Agricultural Science and Economics
7
Colonization vs. Tunken
plain
2018-11-30T09:02:19-05:00
Shellen Wu
By the end of the nineteenth century, Japan had fully turned away from the imperial Chinese example to embrace a Western-styled imperialism, with the science and technology of mapping and surveying as the foundational tools of empire. The Sino-Japanese War (1894-95) brought forth far stronger condemnations and recrimination against the stagnation of Chinese tradition. At the same time, Japan became the source of assorted geographical and agricultural texts, which flooded into turn-of-the century China.
Late Qing officials were particularly interested in agricultural science.
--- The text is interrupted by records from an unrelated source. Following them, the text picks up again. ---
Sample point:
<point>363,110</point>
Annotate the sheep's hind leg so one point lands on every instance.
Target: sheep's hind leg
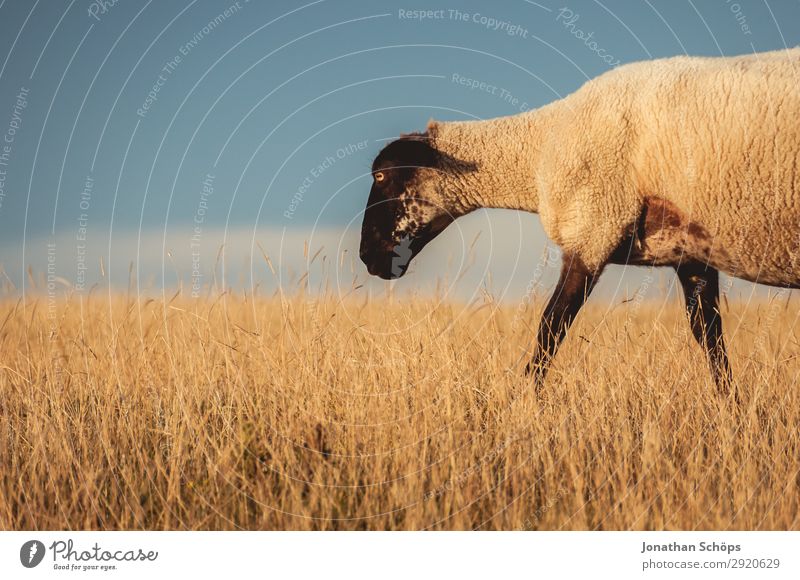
<point>574,285</point>
<point>701,291</point>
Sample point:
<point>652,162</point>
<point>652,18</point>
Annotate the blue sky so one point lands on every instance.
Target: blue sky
<point>260,101</point>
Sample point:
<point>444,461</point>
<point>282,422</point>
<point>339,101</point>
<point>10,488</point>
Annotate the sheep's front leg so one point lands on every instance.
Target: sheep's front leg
<point>701,290</point>
<point>574,285</point>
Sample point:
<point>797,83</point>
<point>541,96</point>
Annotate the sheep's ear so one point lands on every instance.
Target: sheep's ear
<point>432,128</point>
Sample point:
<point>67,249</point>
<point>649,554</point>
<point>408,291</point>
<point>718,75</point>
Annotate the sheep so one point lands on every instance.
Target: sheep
<point>686,162</point>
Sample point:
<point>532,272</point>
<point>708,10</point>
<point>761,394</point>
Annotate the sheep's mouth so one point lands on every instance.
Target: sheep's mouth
<point>391,264</point>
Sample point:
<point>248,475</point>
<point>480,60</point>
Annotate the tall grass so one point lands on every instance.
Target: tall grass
<point>316,413</point>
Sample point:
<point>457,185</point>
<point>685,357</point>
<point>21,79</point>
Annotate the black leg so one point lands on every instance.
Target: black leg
<point>574,285</point>
<point>701,290</point>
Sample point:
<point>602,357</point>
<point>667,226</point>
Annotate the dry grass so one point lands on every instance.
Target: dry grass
<point>304,414</point>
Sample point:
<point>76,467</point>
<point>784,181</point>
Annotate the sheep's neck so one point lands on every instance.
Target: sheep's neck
<point>501,156</point>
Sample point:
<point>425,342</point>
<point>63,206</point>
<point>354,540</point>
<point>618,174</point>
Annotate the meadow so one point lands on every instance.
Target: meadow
<point>379,412</point>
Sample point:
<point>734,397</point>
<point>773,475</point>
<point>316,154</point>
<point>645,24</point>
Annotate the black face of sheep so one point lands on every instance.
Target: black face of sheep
<point>402,214</point>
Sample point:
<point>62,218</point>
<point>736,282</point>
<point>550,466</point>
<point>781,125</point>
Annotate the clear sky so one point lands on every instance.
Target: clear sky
<point>127,122</point>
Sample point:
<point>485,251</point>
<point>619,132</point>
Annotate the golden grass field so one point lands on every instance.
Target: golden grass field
<point>382,413</point>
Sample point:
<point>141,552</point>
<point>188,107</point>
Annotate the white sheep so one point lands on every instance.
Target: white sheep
<point>686,162</point>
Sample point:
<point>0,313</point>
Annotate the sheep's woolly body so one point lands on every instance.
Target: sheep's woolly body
<point>716,140</point>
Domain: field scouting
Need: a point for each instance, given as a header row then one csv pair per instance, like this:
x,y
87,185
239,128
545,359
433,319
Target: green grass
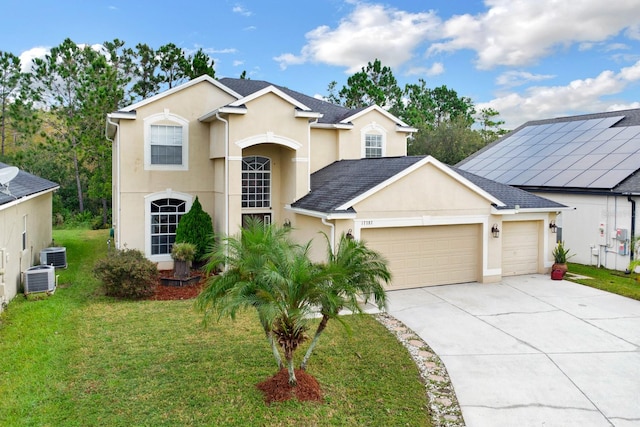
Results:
x,y
78,358
617,282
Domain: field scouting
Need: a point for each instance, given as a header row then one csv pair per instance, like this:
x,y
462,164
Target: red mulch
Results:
x,y
165,293
277,388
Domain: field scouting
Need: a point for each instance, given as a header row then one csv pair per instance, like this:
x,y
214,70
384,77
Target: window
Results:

In the 1900s, the last decade of the dynasty, the Qing state attempted to completely reform its educational and governmental structure. As part these reforms, the Qing established a Ministry of Agriculture, Industry, and Commerce and opened agricultural experimental stations. Much of the agronomic knowledge during this period came mainly from Japan and the United States. In 1906, the Ministry opened the first agricultural experiment station on 70 hectares of land outside of the Xizhi Gate, near the northwest corner of Beijing’s city walls (and now part of the Beijing Zoo). Around the same time period, provincial officials established agricultural experiment stations in all the provinces, with some provinces, like Guangdong Province, which established seven stations by 1911, opening multiple stations, as well as operating additional sericulture and forestry stations. Agricultural stations survived the collapse of the Qing dynasty in 1911. More important than the actual physical stations, the language of scientific agriculture and experimental stations proliferated in the subsequent decades and into the People’s Republic of China after its founding in 1949.